La inflación núcleo, que excluye los componentes estacionales y regulados, llegó al 1,8% y quedó por encima del índice general. Este comportamiento representa uno de los principales desafíos para el objetivo oficial de continuar reduciendo el gasto público durante 2026, debido a que cerca del 45% del gasto primario se encuentra vinculado a la evolución de la inflación pasada.
La desaceleración de los precios también modifica el efecto que tuvo inicialmente la inflación sobre las cuentas públicas. Mientras los precios avanzan a un ritmo menor, los gastos que se actualizan en función del IPC continúan aumentando en términos reales.

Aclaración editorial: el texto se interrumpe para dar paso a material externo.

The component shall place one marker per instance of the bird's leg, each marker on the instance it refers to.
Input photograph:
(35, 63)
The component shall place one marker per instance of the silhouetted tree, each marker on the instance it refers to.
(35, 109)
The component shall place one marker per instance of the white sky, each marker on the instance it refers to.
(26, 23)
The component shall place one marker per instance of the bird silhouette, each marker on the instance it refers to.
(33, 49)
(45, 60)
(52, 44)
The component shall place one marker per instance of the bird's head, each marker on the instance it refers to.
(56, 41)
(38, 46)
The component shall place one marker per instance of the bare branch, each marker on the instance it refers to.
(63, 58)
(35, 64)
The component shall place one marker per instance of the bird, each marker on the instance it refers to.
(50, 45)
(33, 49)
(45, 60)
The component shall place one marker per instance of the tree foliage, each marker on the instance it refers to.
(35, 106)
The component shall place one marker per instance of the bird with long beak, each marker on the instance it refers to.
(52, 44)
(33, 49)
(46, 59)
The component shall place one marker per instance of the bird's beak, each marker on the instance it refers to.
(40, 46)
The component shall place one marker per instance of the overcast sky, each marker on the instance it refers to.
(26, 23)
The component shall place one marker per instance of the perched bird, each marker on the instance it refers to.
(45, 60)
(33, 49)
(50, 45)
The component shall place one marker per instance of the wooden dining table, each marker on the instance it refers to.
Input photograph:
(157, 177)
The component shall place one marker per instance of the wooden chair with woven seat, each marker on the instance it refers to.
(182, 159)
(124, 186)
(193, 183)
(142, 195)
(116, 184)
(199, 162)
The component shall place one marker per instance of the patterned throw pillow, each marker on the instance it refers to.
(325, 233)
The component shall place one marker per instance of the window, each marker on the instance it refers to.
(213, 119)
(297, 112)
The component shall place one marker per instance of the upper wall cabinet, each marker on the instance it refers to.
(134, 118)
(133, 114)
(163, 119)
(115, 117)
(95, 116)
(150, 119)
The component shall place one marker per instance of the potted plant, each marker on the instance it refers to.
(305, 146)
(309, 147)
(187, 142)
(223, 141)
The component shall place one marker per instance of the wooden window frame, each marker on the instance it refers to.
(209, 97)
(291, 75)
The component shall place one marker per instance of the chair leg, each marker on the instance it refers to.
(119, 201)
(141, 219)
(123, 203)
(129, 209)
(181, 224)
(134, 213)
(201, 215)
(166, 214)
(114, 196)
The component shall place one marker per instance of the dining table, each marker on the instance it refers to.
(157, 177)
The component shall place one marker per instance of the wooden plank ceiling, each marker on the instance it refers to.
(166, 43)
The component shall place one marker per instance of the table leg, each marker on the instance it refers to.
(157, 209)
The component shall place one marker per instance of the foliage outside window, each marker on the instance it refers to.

Esto reduce el margen disponible para utilizar el efecto de la inflación sobre determinadas partidas y obliga a concentrar el ajuste en otros componentes del gasto.
Entre las partidas sobre las que existe menor margen de maniobra aparecen las transferencias discrecionales a las provincias. El escenario plantea así un desafío para el ministro de Economía, Luis Caputo, que debe sostener el ajuste fiscal en un contexto en el que la desaceleración inflacionaria reduce una de las herramientas que contribuyeron a contener el gasto durante la primera etapa de la gestión.
El dato de agosto también determinó los haberes jubilatorios que comenzarán a regir en octubre, de acuerdo con el mecanismo de actualización implementado por el Gobierno en febrero de 2024. La jubilación mínima será de $435.919,96 y, con el bono de $70.000, llegará a $505.919,96. La jubilación máxima, en tanto, ascenderá a $2.933.328,56.
El bono extraordinario de $70.000 permanece congelado desde marzo de 2024 y contribuye a moderar el crecimiento del gasto previsional. En paralelo, durante los primeros ocho meses del año, solo dos de las ocho categorías analizadas registraron aumentos reales interanuales: otras transferencias al sector privado, que incluyen subsidios económicos, con una suba del 31,48%, y jubilaciones y pensiones, con un incremento del 0,84%.
En el mismo período, las mayores reducciones reales se produjeron en las transferencias a provincias y municipios, que disminuyeron 63,74%. Le siguieron los servicios no personales, con una caída del 14,49%, y las transferencias a las universidades nacionales, que retrocedieron 12,81%.
Durante agosto, el gasto destinado a prestaciones de la seguridad social cayó 10% en términos reales. El descenso estuvo explicado principalmente por la evolución del gasto correspondiente a la Asignación Universal por Hijo (AUH).
De esta manera, el efecto de la inflación sobre el gasto público, que permitió reducir el peso real de determinadas partidas al comienzo de la actual gestión, pierde fuerza a medida que se desacelera el ritmo de aumento de los precios.
Los datos de la Oficina de Presupuesto del Congreso (OPC) muestran la relevancia que tuvo ese mecanismo durante el inicio del ajuste. En el primer semestre de 2024, la caída real de jubilaciones y pensiones explicó aproximadamente el 35% de la reducción total del gasto primario. Si se incorporan otros componentes del gasto social que no contaban con actualización automática, el impacto de la pérdida de poder adquisitivo de las partidas previsionales y sociales representó entre el 30% y el 40% del ajuste primario acumulado durante ese año.
De cara a los próximos meses, otro factor que comienza a adquirir mayor importancia es la indexación de distintos componentes del gasto y de la economía. Las jubilaciones se actualizan tomando como referencia el IPC de dos meses anteriores, mientras que el techo de la banda cambiaria también contempla la inflación pasada con rezago. A su vez, parte de los precios regulados continúa ajustándose mediante parámetros retrospectivos.
Con una inflación más baja, estos mecanismos tienen un peso creciente sobre la evolución de las cuentas públicas y pueden dificultar el objetivo de sostener registros inferiores al 1% mensual. Las proyecciones del Relevamiento de Expectativas de Mercado (REM) contemplan, hacia fin de año, una inflación cercana al 1,5% mensual.
El desafío para el Gobierno será entonces sostener el equilibrio fiscal mientras el menor ritmo de inflación reduce progresivamente el margen que había permitido licuar el valor real de determinadas partidas. Esto podría aumentar la necesidad de profundizar el ajuste sobre otros componentes del gasto.